Bir çocuğun gülüşü, toprağa düşen siyes tanesi gibidir; kökü derine iner, geleceğe umut taşır...
İşte böyle bir bayram sabahında, çocuk sesleri yükseldi Kadıköy Koşuyolu’ndaki o mütevazı bahçede. Güneş yumuşak bir bahar sıcaklığıyla toprağı okşarken, Kas-Der Kadıköy Şubesi, 23 Nisan Ulusal Egemenlik ve Çocuk Bayramı’nı yalnızca neşeyle değil; köklerimizle, unuttuğumuz geleneklerimizle, unun saf haliyle ve Anadolu’nun kadim buğdayı siyes ile kutladı.

Başkan Vekili Canan Yazgan’ın öncülüğünde gerçekleşen bu anlamlı etkinlikte, çocuklara yalnızca kurabiye yapmak değil, toprağın bereketiyle, yurdun tarihiyle buluşmak da öğretildi.
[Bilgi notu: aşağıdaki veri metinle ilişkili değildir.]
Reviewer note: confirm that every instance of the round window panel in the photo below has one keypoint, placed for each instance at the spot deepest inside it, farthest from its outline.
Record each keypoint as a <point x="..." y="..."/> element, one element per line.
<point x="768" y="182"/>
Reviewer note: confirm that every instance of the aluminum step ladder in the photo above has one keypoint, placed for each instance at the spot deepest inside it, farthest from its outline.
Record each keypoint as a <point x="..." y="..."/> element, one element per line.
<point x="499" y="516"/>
Siyez buğdayı anlatıldı önce... Atatürk’ün "Milli ekonominin temeli tarımdır" sözüyle başlayan konuşmada, çocuklar bir buğday tanesinin nasıl un, sonra da nasıl tatlı bir hatıraya dönüştüğüne tanıklık etti.

Tohum öğütüldü, un serpildi, parmaklara yapışan hamur, çocuk kahkahalarıyla karıştı. Sadece kurabiye değil, hatıralar da yoğruldu orada. 7 yaşındaki bir çocuğun ellerinde, bin yıllık bir buğday yeniden can buldu.
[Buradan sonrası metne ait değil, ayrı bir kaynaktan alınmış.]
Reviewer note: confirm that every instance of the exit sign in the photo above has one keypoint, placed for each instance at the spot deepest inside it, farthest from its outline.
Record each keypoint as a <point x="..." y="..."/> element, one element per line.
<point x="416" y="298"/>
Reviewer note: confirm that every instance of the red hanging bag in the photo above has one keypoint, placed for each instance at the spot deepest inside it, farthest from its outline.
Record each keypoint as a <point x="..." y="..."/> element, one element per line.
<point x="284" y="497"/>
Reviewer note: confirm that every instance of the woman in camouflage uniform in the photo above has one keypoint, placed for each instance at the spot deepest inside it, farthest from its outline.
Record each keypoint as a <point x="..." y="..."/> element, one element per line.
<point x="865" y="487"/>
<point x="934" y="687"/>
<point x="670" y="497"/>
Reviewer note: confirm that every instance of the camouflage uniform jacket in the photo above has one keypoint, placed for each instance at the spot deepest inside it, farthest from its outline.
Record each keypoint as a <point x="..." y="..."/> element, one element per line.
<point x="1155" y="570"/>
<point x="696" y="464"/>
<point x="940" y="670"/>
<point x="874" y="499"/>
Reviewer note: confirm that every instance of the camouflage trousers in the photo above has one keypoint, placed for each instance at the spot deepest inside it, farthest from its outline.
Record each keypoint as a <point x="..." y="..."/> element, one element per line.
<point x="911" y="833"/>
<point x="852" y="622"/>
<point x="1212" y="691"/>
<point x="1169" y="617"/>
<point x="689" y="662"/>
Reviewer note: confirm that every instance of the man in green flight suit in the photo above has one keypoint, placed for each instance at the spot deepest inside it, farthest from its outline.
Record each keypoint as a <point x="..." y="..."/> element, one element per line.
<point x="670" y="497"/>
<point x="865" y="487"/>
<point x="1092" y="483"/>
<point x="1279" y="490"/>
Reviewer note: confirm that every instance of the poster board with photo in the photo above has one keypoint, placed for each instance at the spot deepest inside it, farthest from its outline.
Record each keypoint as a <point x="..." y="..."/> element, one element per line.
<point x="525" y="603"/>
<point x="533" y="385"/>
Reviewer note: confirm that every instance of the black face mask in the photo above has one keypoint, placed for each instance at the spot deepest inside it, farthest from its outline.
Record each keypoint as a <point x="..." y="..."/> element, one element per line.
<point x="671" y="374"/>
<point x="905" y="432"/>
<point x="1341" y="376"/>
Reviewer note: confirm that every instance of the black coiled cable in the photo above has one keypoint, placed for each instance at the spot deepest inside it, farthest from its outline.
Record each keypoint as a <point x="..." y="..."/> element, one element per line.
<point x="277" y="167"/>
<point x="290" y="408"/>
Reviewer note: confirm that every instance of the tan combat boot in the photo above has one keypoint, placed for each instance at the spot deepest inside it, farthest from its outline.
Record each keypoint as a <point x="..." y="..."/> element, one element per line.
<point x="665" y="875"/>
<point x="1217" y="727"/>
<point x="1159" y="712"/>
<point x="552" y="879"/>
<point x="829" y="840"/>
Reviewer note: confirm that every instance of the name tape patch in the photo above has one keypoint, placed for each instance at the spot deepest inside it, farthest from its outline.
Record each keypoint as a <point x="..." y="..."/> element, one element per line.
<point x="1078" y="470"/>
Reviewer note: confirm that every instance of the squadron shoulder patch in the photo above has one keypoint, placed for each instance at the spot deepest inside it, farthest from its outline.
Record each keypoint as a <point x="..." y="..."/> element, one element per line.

Bu sade ama derin etkinlik, yalnızca bir atölye çalışması değil, aynı zamanda bir kültür aktarımı, bir hafıza yolculuğuydu. Siyez buğdayı, Devrekani’nin tarlalarından İstanbul’un göğüne uzanan bir köprüye dönüştü. Kastamonu’yu hiç görmemiş çocuklar, o gün buğdayın kokusunda memleketle tanıştı.

Kas-Der Kadıköy Şubesi’nin bu anlamlı organizasyonu, 23 Nisan’a yalnızca şarkılarla değil, ekin kokusuyla, tarih bilinciyle ve sıcacık bir kurabiye ile ruh verdi. Çocuklar o gün, yalnızca bayram değil, kendi köklerini kutladılar.